Initiatives like TransCelerate, increased biomarker development, the enabling of triggered/ risk-based monitoring, and yes, adaptive clinical trials are all focused on making faster, better decisions. The notion of adaptive clinical trials has been around for some time, the concept is not new. However, as financial pressures in the pharmaceutical industry mount and CROs find it difficult to differentiate themselves, we have seen maturation in the field of adaptive clinical trials over the past three years. Companies have been created based primarily on the ability to provide adaptive clinical trial services.
ISR recently launched our second look at the Adaptive Trial marketplace with our “Adaptive Trial Market Dynamics” report. Since 2010 we have seen some changes in the marketplace and momentum seems to be growing. However, barriers still exist that are preventing a more rapid adoption of adaptive trial designs.

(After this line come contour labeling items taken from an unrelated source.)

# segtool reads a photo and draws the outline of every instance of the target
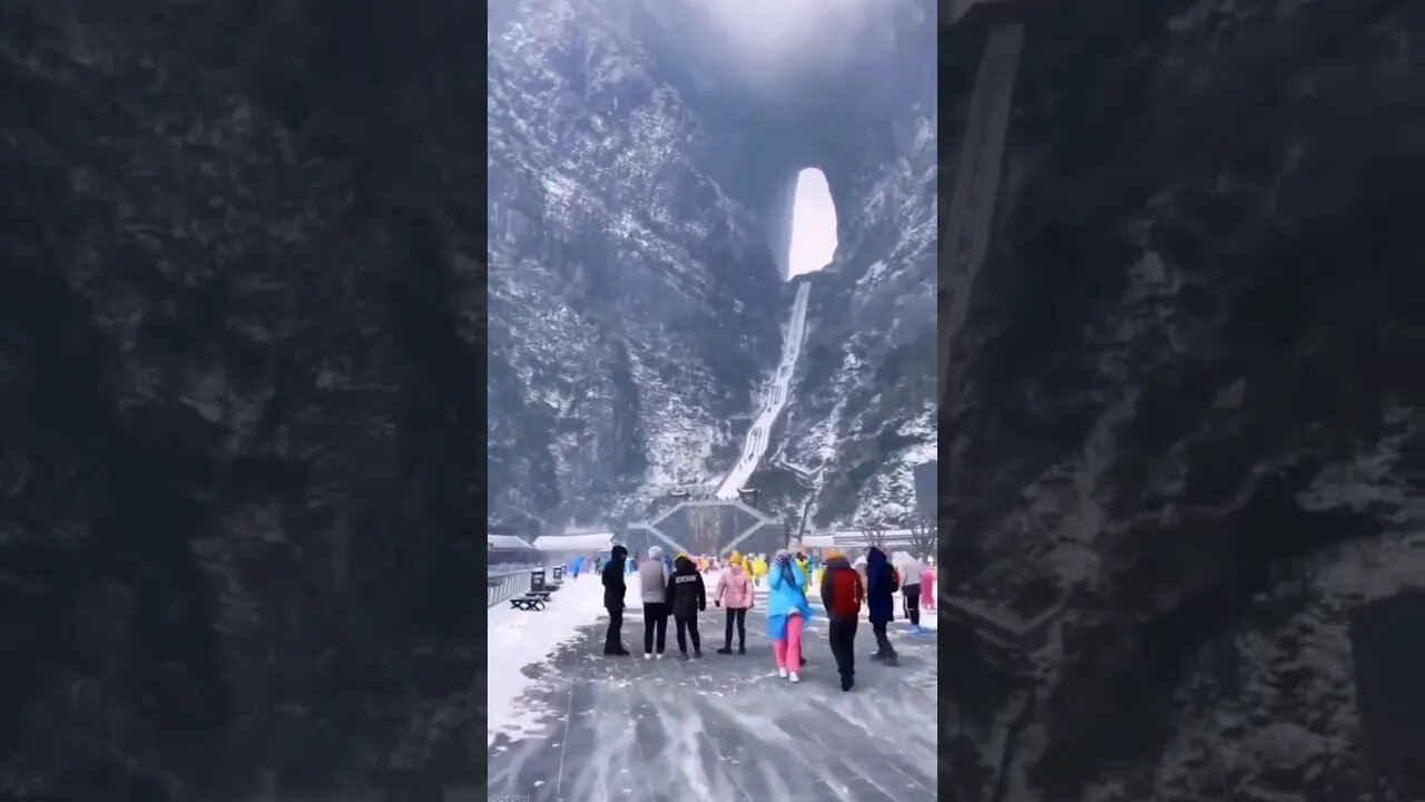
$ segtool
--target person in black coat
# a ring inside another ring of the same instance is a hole
[[[680,554],[673,561],[673,577],[668,577],[668,602],[673,606],[673,621],[677,625],[678,651],[688,658],[687,638],[693,638],[693,656],[703,656],[703,639],[698,638],[698,614],[708,608],[707,588],[698,567]]]
[[[608,632],[604,634],[606,655],[631,654],[623,648],[623,597],[624,597],[624,559],[628,549],[616,545],[614,554],[604,564],[604,609],[608,611]]]
[[[866,552],[866,618],[871,619],[871,632],[876,636],[876,652],[871,659],[882,661],[886,665],[898,665],[901,661],[886,636],[886,624],[895,619],[895,592],[901,582],[896,579],[895,568],[886,559],[886,552],[871,547]]]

One consistent finding from this report is that “regulatory” matters are of the utmost importance regarding the future adoption of adaptive clinical trials. Respondents noted the lack of regulatory guidance as the major barrier to adaptive trials being more widely used within their organization. They also stated that a CRO’s experience with the regulatory bodies in planning adaptive designs was the second most important attribute a CRO could possess. However, only 27% of respondents indicated they are “very confident” or “confident” in outsourcing the regulatory planning for an adaptive trial.